Pachyderm has committed itself to its Data Science Bill of Rights, which outlines the product’s main goals: reproducibility, data provenance, collaboration, incrementality, and autonomy, and infrastructure abstraction.
These pillars drive many of its features and allow teams to take full advantage of the tool.
- Based on containers, which makes your data environments portable and easy to migrate to different cloud providers.
- Robust and can scale from relativity small to very large systems.
- More of a learning curve due to so many moving parts, such as the Kubernetes server required to manage Pachyderm’s free version.
- With all the various technical components, it can be difficult to integrate Pachyderm into a company’s existing infrastructure.
Dolt is a unique solution as far as data versioning goes. Unlike some of the other options presented that simply version data, Dolt is a database.
Dolt is an SQL database with Git-style versioning. Unlike Git, where you version files, Dolt versions tables. This means you can update and change data without worrying about losing the changes.
While the app is still new, there are plans to make it 100% Git- and MySQL-compatible in the near future.
- Lightweight and partially open source.
- SQL interface, making it more accessible for data analysts compared to more obscure options.
- Dolt is still a maturing product in comparison to other database versioning options.
- Dolt is a DB, which means you must migrate your data into Dolt in order to get the benefits.
- Built for versioning tables. That means that it won’t cover other types of data (e.g images, freeform text).
LakeFS lets teams build repeatable, atomic, and versioned data lake operations. It's a newcomer on this scene, but it packs a punch. It provides a Git-like branching and version control model that is meant to work with your data lake, scaling to Petabytes of data.
Similar to Delta Lake, it provides ACID compliance to your data lake. However, LakeFS supports both AWS S3 and Google Cloud Storage as backends, which means it doesn't require using Spark to enjoy all the benefits.

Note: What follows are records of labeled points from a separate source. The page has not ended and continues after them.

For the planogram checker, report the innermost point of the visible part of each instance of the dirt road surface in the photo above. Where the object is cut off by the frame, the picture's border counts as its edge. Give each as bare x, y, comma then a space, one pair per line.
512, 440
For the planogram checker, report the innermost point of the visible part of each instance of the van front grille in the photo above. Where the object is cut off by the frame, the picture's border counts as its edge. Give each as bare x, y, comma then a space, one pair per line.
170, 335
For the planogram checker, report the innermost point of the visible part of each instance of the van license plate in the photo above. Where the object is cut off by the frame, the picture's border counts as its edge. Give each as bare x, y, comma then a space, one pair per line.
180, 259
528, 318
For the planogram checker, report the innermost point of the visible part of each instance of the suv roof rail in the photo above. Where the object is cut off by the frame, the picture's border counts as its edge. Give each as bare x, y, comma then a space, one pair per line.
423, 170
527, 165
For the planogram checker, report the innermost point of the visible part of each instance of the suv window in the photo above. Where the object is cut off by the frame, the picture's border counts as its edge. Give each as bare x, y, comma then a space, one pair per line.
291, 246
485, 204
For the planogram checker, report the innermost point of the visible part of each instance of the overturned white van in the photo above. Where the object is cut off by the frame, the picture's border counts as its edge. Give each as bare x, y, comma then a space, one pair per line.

- Provides advanced capabilities such as ACID transactions for easy-to-use cloud storage such as S3 and GCS, all while being format agnostic.
- Scales easily, supporting very large data lakes. Capable of providing version control for both development and production environments.
- LakeFS is a relatively new product, so features and documentation might change more rapidly compared to other solutions.
- Focused on data versioning, which means you will need to use a number of other tools for other steps of the data science workflow.
Do You Really Need Data Versioning?
For all the benefits of data versioning, you don’t always need to be investing a huge effort in managing your data. For example, much of data versioning is meant to help track data sets that change a great deal over time.
Some data, like web traffic, is only appended to. Meaning that data is added but rarely if ever changed. This means that the data versioning that is required to create reproducible results is the start and end dates. This is important to note, as in such cases, you might be able to avoid all the setup of the tools referenced above. You will still need to manage the start and end dates to ensure you’re testing on the same data every time, as well as the models you are creating. However, in these cases you won’t necessarily need to commit all the data to your versioning system.
Managing data versions is a necessary step for data science teams to avoid output inconsistencies.
Whether you use Git-LFS, DVC, or one of the other tools discussed, some sort of data versioning will be required. These data versioning tools can help reduce the storage space required to manage your data sets while also helping track changes different team members make. Without data versioning tools, your on-call data scientist might find themselves up at 3 a.m. debugging a model issue resulting from inconsistent model outputs.
Yet all of this can be avoided by ensuring your data science teams implement a data versioning management process.